Bij antwoord heeft [naam onderbewindgestelde] aangegeven dat zij inmiddels (na dagvaarden) met ingang van 1 juli 2024 onder bewind is gesteld. De bewindvoerder is ook met [naam onderbewindgestelde] bij de mondelinge behandeling verschenen en heeft daarmee als zodanig de procedure als formele procespartij overgenomen, hetgeen ook in dit vonnis is aangepast.
2.2.
[naam onderbewindgestelde] heeft zelf bij antwoord en bij de mondelinge behandeling nog aangegeven dat de door Wonen Limburg gestelde huurachterstand niet zou kloppen, nu zij veel meer denkt te hebben afgelost. Noch [naam onderbewindgestelde] zelf, noch de inmiddels in de procedure verschenen bewindvoerder hebben deze stelling echter ook maar enigszins cijfermatig en met betalingsbewijzen kunnen onderbouwen. De kantonrechter gaat daar dan ook verder aan voorbij. De gevorderde huurachterstand tot en met maart 2024 wordt toegewezen, evenals de gevorderde buitengerechtelijke incassokosten.
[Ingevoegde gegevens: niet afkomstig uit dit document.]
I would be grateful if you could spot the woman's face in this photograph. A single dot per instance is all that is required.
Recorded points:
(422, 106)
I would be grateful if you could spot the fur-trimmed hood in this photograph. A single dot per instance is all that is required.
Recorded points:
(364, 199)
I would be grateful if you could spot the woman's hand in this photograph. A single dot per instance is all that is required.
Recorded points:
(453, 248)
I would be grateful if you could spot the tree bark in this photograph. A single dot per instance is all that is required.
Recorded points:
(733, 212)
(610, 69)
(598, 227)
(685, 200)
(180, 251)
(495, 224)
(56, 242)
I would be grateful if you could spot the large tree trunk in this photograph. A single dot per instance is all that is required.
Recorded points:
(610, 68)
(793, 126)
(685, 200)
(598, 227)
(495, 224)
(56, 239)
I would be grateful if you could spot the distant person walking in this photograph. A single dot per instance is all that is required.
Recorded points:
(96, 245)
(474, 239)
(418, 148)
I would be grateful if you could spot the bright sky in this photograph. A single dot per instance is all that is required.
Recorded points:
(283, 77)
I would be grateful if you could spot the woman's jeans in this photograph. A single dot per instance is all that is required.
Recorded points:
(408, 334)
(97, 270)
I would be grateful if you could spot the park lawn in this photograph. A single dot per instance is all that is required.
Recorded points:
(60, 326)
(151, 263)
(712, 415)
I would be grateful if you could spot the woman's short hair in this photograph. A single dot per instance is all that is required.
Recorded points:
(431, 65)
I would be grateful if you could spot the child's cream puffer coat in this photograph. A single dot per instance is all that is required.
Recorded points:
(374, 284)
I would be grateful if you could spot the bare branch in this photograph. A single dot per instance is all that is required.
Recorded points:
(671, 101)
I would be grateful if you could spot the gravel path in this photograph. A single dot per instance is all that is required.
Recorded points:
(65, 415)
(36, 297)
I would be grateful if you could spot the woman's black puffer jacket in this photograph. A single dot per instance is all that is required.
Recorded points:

Deze achterstand rechtvaardigt de gevorderde ontbinding van de huurovereenkomst en ontruiming van het gehuurde. Ook deze vorderingen dienen daarom te worden toegewezen.
2.3.
Gedaagde partij zal als de in het ongelijk gestelde partij worden veroordeeld in de kosten van deze procedure. De kosten aan de zijde van eisende partij worden begroot op:
  • dagvaarding € 136,72
  • griffierecht € 496,00
  • salaris gemachtigde € ‭
totaal € ‭1.108,72‬‬‬
2.4.
Tijdens de mondelinge behandeling heeft Wonen Limburg aangegeven dat niet tot ontruiming zal worden overgegaan mits gedaagde de lopende huur stipt betaalt en een redelijke betalingsregeling treft en stipt nakomt met betrekking tot de hieronder opgenomen veroordelingen.

3.De beslissing

De kantonrechter
3.1.
ontbindt de bestaande huurovereenkomst met betrekking tot het gehuurde, staande en gelegen te [woonplaats] aan de [adres] ,
3.2.
veroordeelt gedaagde partij, om binnen twee weken na betekening van dit vonnis het gehuurde met personen en zaken te ontruimen en met afgifte van de sleutels ter vrije beschikking van eisende partij te stellen,
3.3.
veroordeelt gedaagde partij om aan eisende partij tegen behoorlijk bewijs van kwijting te voldoen een bedrag van € 3.365,79 (aan huurachterstand tot en met maart 2024 en buitengerechtelijke incassokosten), te vermeerderen met de wettelijke rente daarover vanaf 11 maart 2024 tot de dag van volledige betaling,
3.4.
veroordeelt gedaagde partij om aan eisende partij te betalen een vergoeding gelijk aan de huurprijs van € 580,13 voor elke ingegane maand met ingang van 1 april 2024 tot en met de maand waarin gedaagde partij het gehuurde heeft ontruimd,
3.5.
veroordeelt gedaagde partij voorts in de kosten van de procedure aan de zijde van eisende partij gevallen en aan die zijde tot op heden begroot op een bedrag van €‭1.108,72 , ‬‬
3.6.
verklaart dit vonnis uitvoerbaar bij voorraad,
3.7.
wijst het meer of anders gevorderde af.
Dit vonnis is gewezen door mr. R.H.J. Otto en in het openbaar uitgesproken.